The dollar index (DXY00) on Wednesday rose by +0.628 (+0.60%). The dollar Wednesday rallied moderately and posted a 1-1/2 week high. Hawkish Fed comments Wednesday from Fed Chair Powell and Cleveland Fed President Mester supported the dollar. Also, the yen sank to a new 23-year low against the dollar as divergent central bank policies continue to weigh on the yen. A negative factor for the dollar was the unexpected downward revision to U.S. Q1 GDP.Â
Fed Chair Powell said the U.S. economy is in "strong shape" and "overall the U.S. economy is well-positioned to withstand tighter monetary policy."
Cleveland Fed President Mester said central bankers must not be complacent about increases in long-term inflation expectations and should be "resolute and intentional" in taking actions to bring inflation down. She added that she wants to see the fed funds rate reach 3.0% to 3.5% this year and "a little bit above 4% next year" to rein in price pressures even if that tips the economy into recession.
U.S. Q1 GDP was unexpectedly revised downward to -1.6% (q/q annualized), weaker than expectations of -1.5% and the steepest pace of contraction since Q2 of 2020. Q1 personal consumption rose +1.8%, weaker than expectations of +3.1%. Also, the Q1 core PCE deflator rose +5.2% q/q, stronger than expectations of +5.1% q/q.
EUR/USD (^EURUSD) on Wednesday fell by -0.0079 (-0.75%). EUR/USD Wednesday dropped to a 1-1/2 week low as lower European government bond yields weakened the euro’s interest rate differentials. The 10-year German bund yield dropped -10.9 bp Wednesday to 1.519% after German Jun CPI unexpectedly eased. Also, a fall in Eurozone Jun economic confidence to a 15-month low undercut EUR/USD.
German Jun CPI (EU harmonized) fell -0.1% m/m and rose +8.2% y/y, weaker than expectations of +0.4% m/m and +8.8% y/y.
Eurozone Jun economic confidence fell -1.0 to a 15-month low of 104.0, although stronger than expectations of 103.0.
Eurozone May M3 money supply rose +5.6% y/y, weaker than expectations of +5.8% y/y and the slowest pace of growth in 2 years.
USD/JPY (^USDJPY) on Wednesday rose by +0.38 (+0.28%). USD/JPY Wednesday climbed to a new 23-year high.  The yen was under pressure Wednesday and fell to a 23-year low of 137 yen/USD after Fed Chair Powell said the U.S. economy could handle tighter monetary policy. Divergent central bank policies continue to pressure the yen, with the Fed, BOE, and ECB ending their QE programs and raising interest rates while the BOJ maintains its QE program and record low interest rates. Weaker than expected Japanese economic data Wednesday on May retail sales and Jun consumer confidence also weighed on the yen.
Japan May retail sales rose +0.6% m/m, weaker than expectations of +1.0% m/m.
The Japan Jun consumer confidence index unexpectedly fell -2.0 to a 17-month low of 32.1, weaker than expectations of an increase to 34.8.
August gold (GCQ22) Wednesday closed down -3.7 (-0.20%), and July silver closed down -0.138 (-0.66%). Gold and silver on Wednesday closed moderately lower. A rally in the dollar index Wednesday to a 1-1/2 week high undercut metals prices. Metals prices were also under pressure Wednesday on hawkish comments from Fed Chair Powell and Cleveland Fed President Mester. Silver prices also fell on industrial metals demand concerns after U.S. Q1 GDP contracted more than expected. Lower global bond yields Wednesday limited losses in gold.

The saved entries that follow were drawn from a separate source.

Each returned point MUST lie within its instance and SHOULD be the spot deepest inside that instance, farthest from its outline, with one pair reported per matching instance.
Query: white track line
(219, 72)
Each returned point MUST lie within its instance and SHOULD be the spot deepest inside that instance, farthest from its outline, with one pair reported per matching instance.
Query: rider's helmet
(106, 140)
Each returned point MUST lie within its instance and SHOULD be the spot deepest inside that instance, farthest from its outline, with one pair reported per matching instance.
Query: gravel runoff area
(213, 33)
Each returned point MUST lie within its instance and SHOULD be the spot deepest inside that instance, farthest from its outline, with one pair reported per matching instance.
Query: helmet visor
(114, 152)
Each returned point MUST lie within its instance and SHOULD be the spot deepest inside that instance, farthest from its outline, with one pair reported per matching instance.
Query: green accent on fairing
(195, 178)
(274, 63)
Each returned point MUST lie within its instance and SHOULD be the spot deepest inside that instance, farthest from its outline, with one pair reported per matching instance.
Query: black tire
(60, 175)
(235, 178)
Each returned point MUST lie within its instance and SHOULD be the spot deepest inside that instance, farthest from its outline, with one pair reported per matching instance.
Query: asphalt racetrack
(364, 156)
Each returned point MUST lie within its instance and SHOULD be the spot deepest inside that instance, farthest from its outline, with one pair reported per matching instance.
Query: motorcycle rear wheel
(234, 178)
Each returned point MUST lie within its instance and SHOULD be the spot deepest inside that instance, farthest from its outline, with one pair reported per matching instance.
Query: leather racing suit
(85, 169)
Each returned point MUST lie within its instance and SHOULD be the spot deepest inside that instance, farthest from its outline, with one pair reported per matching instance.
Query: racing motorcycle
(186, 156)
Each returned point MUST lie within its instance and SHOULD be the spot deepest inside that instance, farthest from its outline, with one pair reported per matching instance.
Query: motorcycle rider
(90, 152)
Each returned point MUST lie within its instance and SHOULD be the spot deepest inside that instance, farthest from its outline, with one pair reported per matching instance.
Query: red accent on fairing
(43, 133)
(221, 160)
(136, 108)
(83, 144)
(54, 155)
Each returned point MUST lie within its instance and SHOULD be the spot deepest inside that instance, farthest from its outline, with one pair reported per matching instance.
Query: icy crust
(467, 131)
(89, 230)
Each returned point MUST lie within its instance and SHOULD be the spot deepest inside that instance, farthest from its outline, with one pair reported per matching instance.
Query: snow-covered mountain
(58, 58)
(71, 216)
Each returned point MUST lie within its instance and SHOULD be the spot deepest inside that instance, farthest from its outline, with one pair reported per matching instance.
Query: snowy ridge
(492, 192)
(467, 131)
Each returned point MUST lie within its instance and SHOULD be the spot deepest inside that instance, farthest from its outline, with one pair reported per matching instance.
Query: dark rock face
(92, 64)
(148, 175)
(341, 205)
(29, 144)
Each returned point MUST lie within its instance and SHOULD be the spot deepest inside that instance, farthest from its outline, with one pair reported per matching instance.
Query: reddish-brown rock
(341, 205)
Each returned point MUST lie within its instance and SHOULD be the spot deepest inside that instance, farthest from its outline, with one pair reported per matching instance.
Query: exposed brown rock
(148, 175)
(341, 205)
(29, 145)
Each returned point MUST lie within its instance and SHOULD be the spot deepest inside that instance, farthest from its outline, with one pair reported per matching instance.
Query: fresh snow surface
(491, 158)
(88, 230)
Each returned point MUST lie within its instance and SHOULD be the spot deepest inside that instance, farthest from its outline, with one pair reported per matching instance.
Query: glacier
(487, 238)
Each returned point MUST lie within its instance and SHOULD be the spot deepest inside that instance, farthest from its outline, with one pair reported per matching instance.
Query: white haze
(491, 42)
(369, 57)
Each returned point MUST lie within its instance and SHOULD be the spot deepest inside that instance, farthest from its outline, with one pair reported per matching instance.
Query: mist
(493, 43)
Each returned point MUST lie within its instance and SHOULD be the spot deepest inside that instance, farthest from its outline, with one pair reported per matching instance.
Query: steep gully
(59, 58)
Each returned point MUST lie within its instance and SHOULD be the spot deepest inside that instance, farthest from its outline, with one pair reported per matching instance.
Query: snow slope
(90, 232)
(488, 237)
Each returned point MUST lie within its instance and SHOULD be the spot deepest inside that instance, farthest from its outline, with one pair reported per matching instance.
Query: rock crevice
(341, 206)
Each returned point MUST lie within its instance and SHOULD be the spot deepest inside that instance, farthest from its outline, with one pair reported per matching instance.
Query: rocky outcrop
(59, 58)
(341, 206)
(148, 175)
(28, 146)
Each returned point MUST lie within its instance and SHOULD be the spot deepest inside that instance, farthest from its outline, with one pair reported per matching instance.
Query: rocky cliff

Â
The dollar and gold have continued safe-haven support from the negative impact of the worldwide spread of the omicron Covid variant on the global economic recovery. China has been slowly dropping Covid lockdowns, but elevated Covid cases may keep the country from fully reopening.  China reported no new Covid infections in Beijing and Shanghai on Monday for the first time in 4 months. However, the 7-day average of new U.S. Covid infections rose to a 3-week high of 113,593 on Monday.